You can read more about the continuing school choice debate and what to look for this legislative session in this story from this week's Oklahoman.
Public-private split in school sports
Blanchard superintendent Jim Beckham will make a proposal today to the Oklahoma Secondary School Activities Association board of directors that would split nonpublic schools from public schools in all OSSAA postseason activities.
The proposal would replace Rule 14, which forces private schools to play a classification higher than its average attendance based on success. It was established in 2011.
“It has proven not to work,” Beckham said. “I think it's had enough time to actually prove it does work or it doesn't.
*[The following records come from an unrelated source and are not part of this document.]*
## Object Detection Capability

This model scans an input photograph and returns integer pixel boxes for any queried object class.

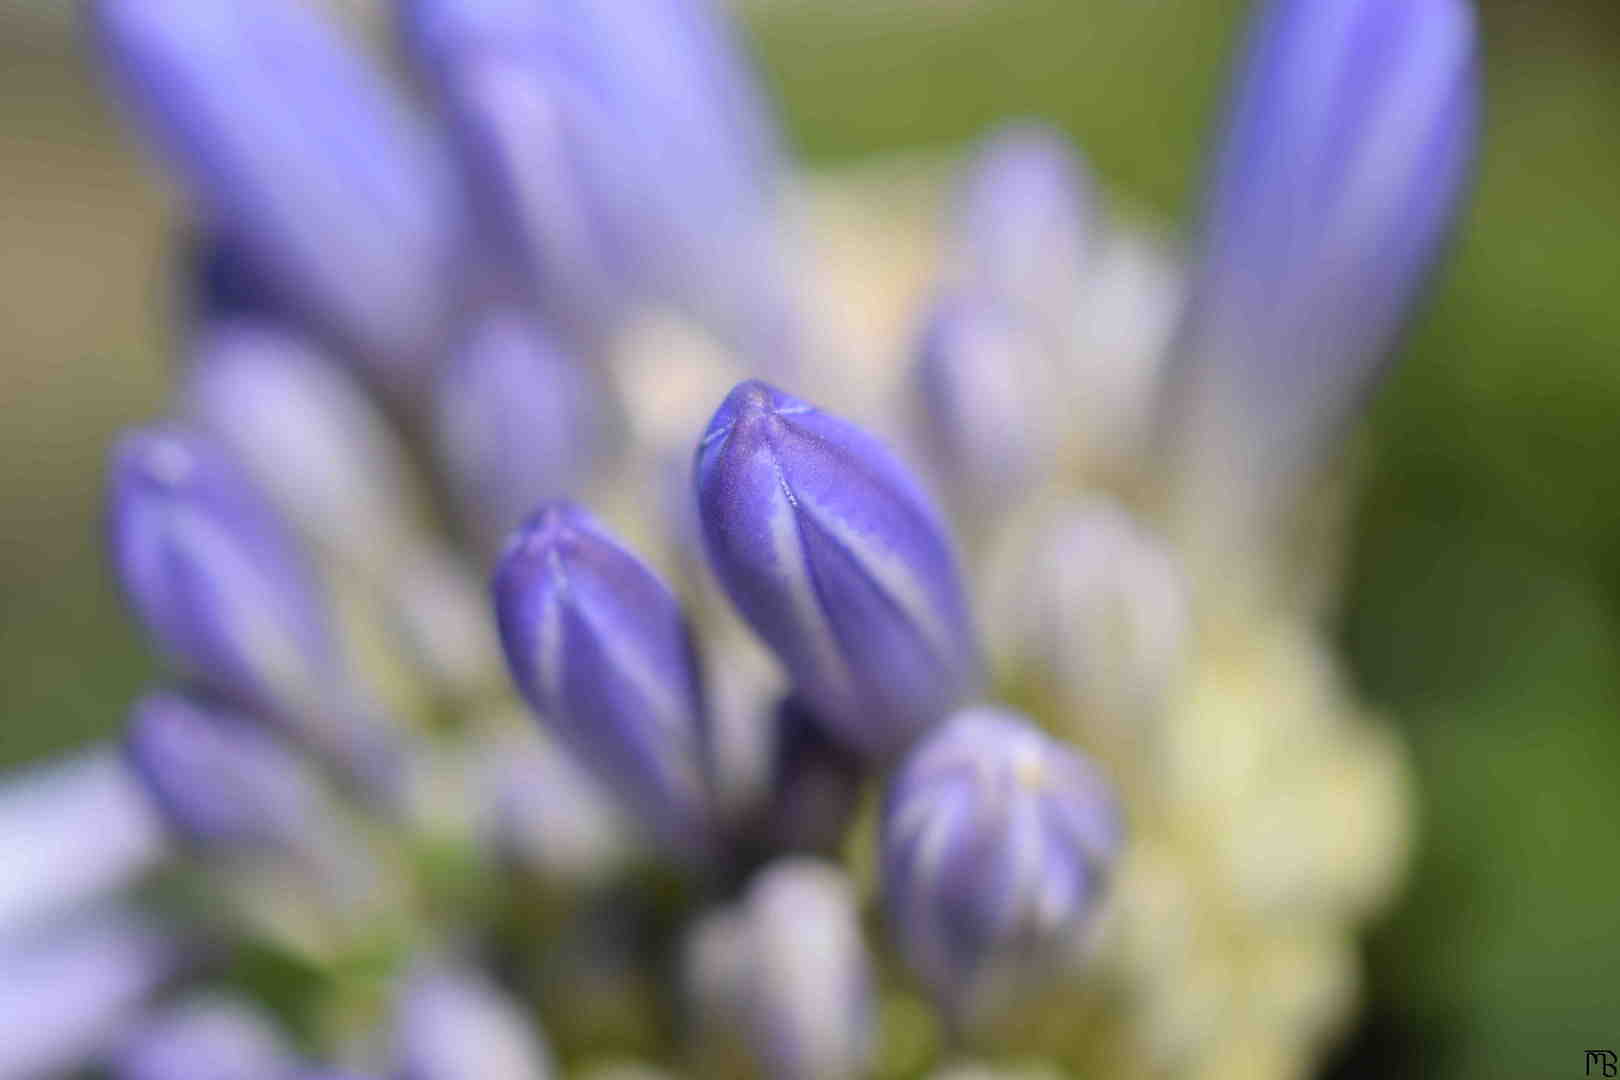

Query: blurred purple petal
[695,380,981,759]
[436,313,614,555]
[112,995,299,1080]
[0,748,167,937]
[0,911,177,1080]
[89,0,459,385]
[954,123,1098,342]
[1166,0,1480,541]
[743,858,874,1080]
[391,964,553,1080]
Obviously, to me and a lot of others it hasn't worked.”
The Oklahoman's Jacob Unruh has more.
School archery squads prepare for state shoot
Moore West Junior High hosted its fourth "Moore West Shootout" last weekend at Norman Archery. The tournament is a tune-up for the "Archery in the Schools" state shoot Feb 14-15 at State Fair Park in Oklahoma City.
Eight high school teams, 13 middle school squads, 10 elementary school teams and a total of 574 archers competed in the tournament.
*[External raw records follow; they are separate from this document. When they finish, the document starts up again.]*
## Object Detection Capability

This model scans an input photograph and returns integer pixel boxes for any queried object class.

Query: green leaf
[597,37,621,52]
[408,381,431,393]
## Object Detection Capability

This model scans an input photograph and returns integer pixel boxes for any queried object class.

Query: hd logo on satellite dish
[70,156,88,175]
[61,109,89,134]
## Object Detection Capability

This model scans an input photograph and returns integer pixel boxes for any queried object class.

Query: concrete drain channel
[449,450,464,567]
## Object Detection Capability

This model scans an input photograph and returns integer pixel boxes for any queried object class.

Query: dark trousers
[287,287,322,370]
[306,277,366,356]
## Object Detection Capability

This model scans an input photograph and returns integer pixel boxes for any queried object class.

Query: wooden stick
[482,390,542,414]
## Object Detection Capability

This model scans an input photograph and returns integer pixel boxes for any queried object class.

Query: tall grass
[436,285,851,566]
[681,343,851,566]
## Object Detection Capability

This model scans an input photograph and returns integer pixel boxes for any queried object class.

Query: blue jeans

New program to train future teachers
Tulsa Public Schools has launched an initiative aimed at recruiting and training aspiring teachers in response to an ongoing teacher shortage affecting Oklahoma, reports the Tulsa World.
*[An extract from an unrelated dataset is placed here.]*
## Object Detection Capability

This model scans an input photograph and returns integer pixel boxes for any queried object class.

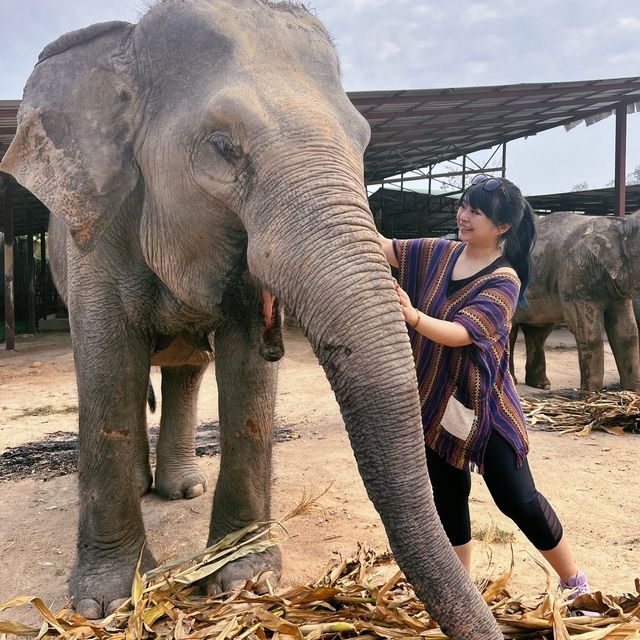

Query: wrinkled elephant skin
[0,2,502,638]
[512,211,640,391]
Tulsa Teacher Corps is aimed at filling the hundreds of instructional vacancies that the state’s second-largest district must deal with every year.
“As we continue to grapple with our state teacher shortage, Tulsa Public Schools is focusing not only on hiring seasoned educators, but also on training and developing new teachers in our first cohort of the Tulsa Teachers Corps,” said Devin Fletcher, the district’s chief talent and learning officer.
Oklahoma pastor: Standing in the gap for our school children
"Our public schools deserve the choice not to be a battleground for politicians," writes Clark Frailey, lead pastor at Coffee Creek Church in Edmond and a leader with Pastors for Oklahoma Kids.
In a recent guest column published in The Oklahoman, Frailey wrote, "The free public education, while guaranteed by our state constitution, is not actually granted by a government, but is a provision of God. Faith convicts us that all children deserve the chance at a great education."
Five things about OKC's new acting superintendent Rebecca Kaye, who prior to coming to Oklahoma City Public Schools worked for Atlanta Public Schools, where she was policy and governance advisor to the superintendent
Lawton's MacArthur High School has been recognized as a 2018 Oklahoma School of Character (KSWO). Last year, the school received two nationally-recognized "Promised Practices in Character Education" awards for their MAC Football Program and their work with the Relay for Life.